Não havia resposta que a absolvesse. Eu a amava, sim, mas meu amor fora egoísta, controlador. Quis possuí-la, não entendê-la. A fórmula só revelou o que já estava lá: meu medo de perdê-la, transformado em veneno.
Voltei ao curso de química na semana seguinte. Os colegas que me deram a fórmula haviam sumido. Descobri, por um professor, que a tal “Viagem Feminino” era uma lenda urbana do campus — uma mistura de antidepressivos estimulantes e hormônios roubados de laboratório super perigosos, nunca testada. Fui cobaia do meu próprio desespero.
No último parágrafo do meu diário, escrevi:
“Destruí o que amava para salvar o que já estava morto.”
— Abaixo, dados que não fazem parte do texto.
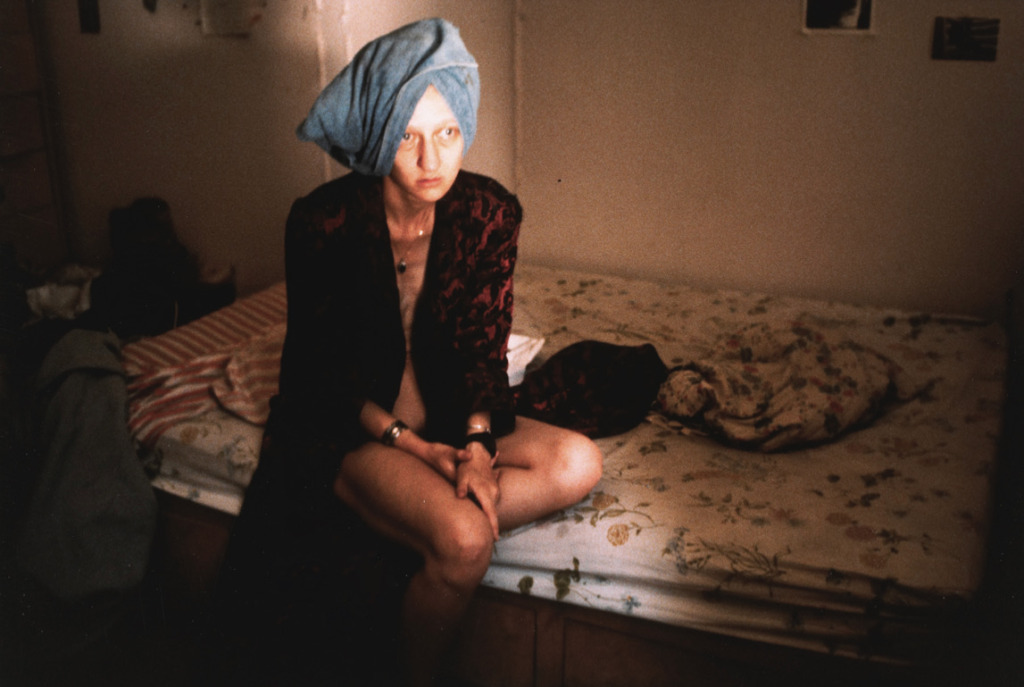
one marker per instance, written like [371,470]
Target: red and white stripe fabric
[229,358]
Brenda nunca mais falou comigo. Seu Carlos me proibiu de chegar perto do bar. Às vezes, passo pela esquina e vejo ela através da janela, servindo drinks com um sorriso que não chega aos olhos. A fórmula saiu do seu sangue, mas não do nosso passado.
E eu carrego o frasco vazio no bolso, como lembrança de que algumas viagens não têm volta.